Пальцы Дженнера лениво пробегались по ее волосам. Дыхание коснулось ее уха, и Брия вздрогнула.
— Ты не испугалась?
— Нет. — Что было правдой. Даже когда она думала, что умрет, Брия не боялась. — Когда я поняла, что меня обратили, я разозлилась. Я хотела, чтобы он отпустил меня, а вместо этого дядя бросил меня в новое существование. Сначала я чувствовала себя в ловушке больше, чем когда-либо, но потом осознала переход и чем он стал для меня: свободой. Я увидела в этом возможность посмотреть на мир новым взглядом и игнорировать все, чего меня учили бояться. А потом ты вошел в дверь спальни той ночью…
Дженнер вздохнул.
— И напугал тебя.
— Нет. — Брия повернулась в его объятиях, чтобы встретиться с ним лицом к лицу. Она поднесла руку к его щеке. — Ты стал ответом на все мои вопросы.
Он склонил голову и поцеловал ее. Сначала мягко, а затем с большей требовательностью. Время ускользало сквозь пальцы, когда они целовались. Их руки блуждали и исследовали. Брия выдохнула в рот Дженнера, когда его язык ласкал ее. Когда он, наконец, отстранился, она тяжело дышала и ни о чем не думала.
— Дядя позволил страху управлять им. Теперь, когда я знаю правду, то понимаю, что он, должно быть, рассматривал любовь моей матери к отцу как нечто плохое. Слабость. Может быть, он пытался защитить нас от такой дикой любви, которая побуждала бы нас делать безрассудные вещи. — Ее голос опустился до шепота. — Как обещать жизнь новорожденного ведьме, чтобы спасти жизнь пары.
— Брия. — Он смотрел на нее, будто хотел забрать ее боль.
Брия поцеловала его один раз и разгладила складку между бровей.
— Ты был прав насчет меня, Дженнер. Я была наивна. Мир не черно-белый. Есть много оттенков серого. Мы все делаем то, что считаем правильным в то время. Она любила меня, — сказала Брия сквозь слезы, что угрожали пролиться. — Она могла отдать меня ведьме, но не отдала. Дядя любит меня. Я могу не согласиться с тем, что он сделал, но для него его выбор был правильным.
— Я собираюсь убить некроманта. — Суровые слова Дженнера охладили ее. — Когда я найду ее, она заплатит за каждый день твоей жизни потерянный по ее вине.
— Дженнер, я имела в виду то, что сказала ранее. Моя жизнь началась сегодня. Ничего, что случилось раньше, не имеет значения.

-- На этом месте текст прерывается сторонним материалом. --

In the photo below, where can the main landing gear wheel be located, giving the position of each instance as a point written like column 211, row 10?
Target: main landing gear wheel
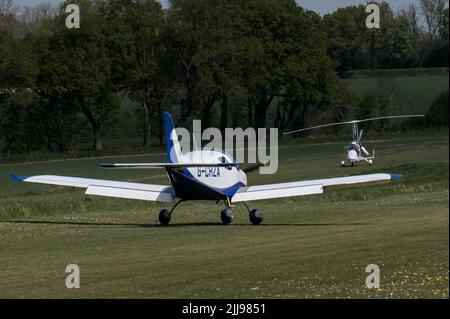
column 227, row 216
column 165, row 214
column 164, row 217
column 256, row 217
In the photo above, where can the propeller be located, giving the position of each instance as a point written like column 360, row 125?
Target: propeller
column 254, row 167
column 360, row 136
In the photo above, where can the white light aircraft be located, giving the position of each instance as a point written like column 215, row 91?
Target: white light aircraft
column 200, row 175
column 356, row 152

— Это важно для меня, — сказал Дженнер. Он прошелся подушечкой большого пальца по ее нижней губе. — Я собираюсь убедиться, что у тебя больше нет причин бояться.
Какой мужчина. Брия никогда не встречала никого столь благородного, как Дженнер.
— Я вела себя как эгоистичный, избалованный ребенок. Прости.
Дженнер ухмыльнулся.
— А я вел себя как упрямая заноза в заднице. Если бы я мог загладить свою вину, то сделал бы это.
— Ты научил меня драться, — заметила она с улыбкой. — Я бы сказала, что этого достаточно.
— Ты жестокий боец, Виатон. — Ласковый тон Дженнера согрел ее. — Настоящий воин.
— Откуда ты знаешь? — поддразнила Брия.
— Я обучал многих, — сказал Дженнер. — Брия, ты потрясающая.
— Ты вырос в Финляндии? — Брия надеялась узнать как можно больше о Дженнере. Он сказал ей, что «виатон» — финское слово. Должно быть, это его родной язык. — Как ты познакомился с Михаилом?
— Через Ронана, — ответил Дженнер. — Мы оба были членами ковена Шивон в то или иное время, и он — близок мне, насколько может быть только брат. Когда Михаил нашел Клэр, Ронан предложил обратить меня после него. Тогда он и привел меня сюда.
— Настолько недавно? — удивилась Брия. — Я думала, что ты знаешь его целую вечность.
Дженнер вздохнул:
— Коллектив, — ответил он. — И кровь. Они создают прочные связи.
Брия никогда не думала об этом, но Дженнер был прав. Она почувствовала мгновенную близость к Клэр и Михаилу, даже к Ронану. Кровь, которая обратила их, связала их всех друг с другом и сформировала неоспоримое родство. Теперь они были семьей Брии. Ее ковеном. А Дженнер стал ее домом.
— Так и есть, — сказала она через мгновение. — Думаю, я не замечала этого, потому что связь намного сильнее. Она перекрывает все остальное.
— Самая сильная связь из всех, — пробормотал Дженнер. — Нерушимая.
Дженнер никогда не знал такой близости. Он брал вены женщин. Трахал их. И двигался дальше. Даже когда он принадлежал ковену Шивон, он держался на расстоянии от других, слишком боясь своих собственных неуправляемых аппетитов. Единственные прочные отношения, которые он выковал со своим видом, были с Ронаном. Дженнер не был заинтересован в том, чтобы делиться чувствами, подробностями своего прошлого или любой другой дерьмовой ерундой. До сих пор.
Брия заставила его захотеть поделиться с ней всем. Каждой мыслью, чувством, воспоминанием. Черт, даже тривиальным дерьмом, которое не имело значения, например, какие ему нравились стейки или любимые телешоу. Он хотел узнать ее изнутри и снаружи, и он хотел, чтобы она узнала его так же. Это заставило его чувствовать себя слишком уязвимым. Но с Брией Дженнер нашел безопасное убежище.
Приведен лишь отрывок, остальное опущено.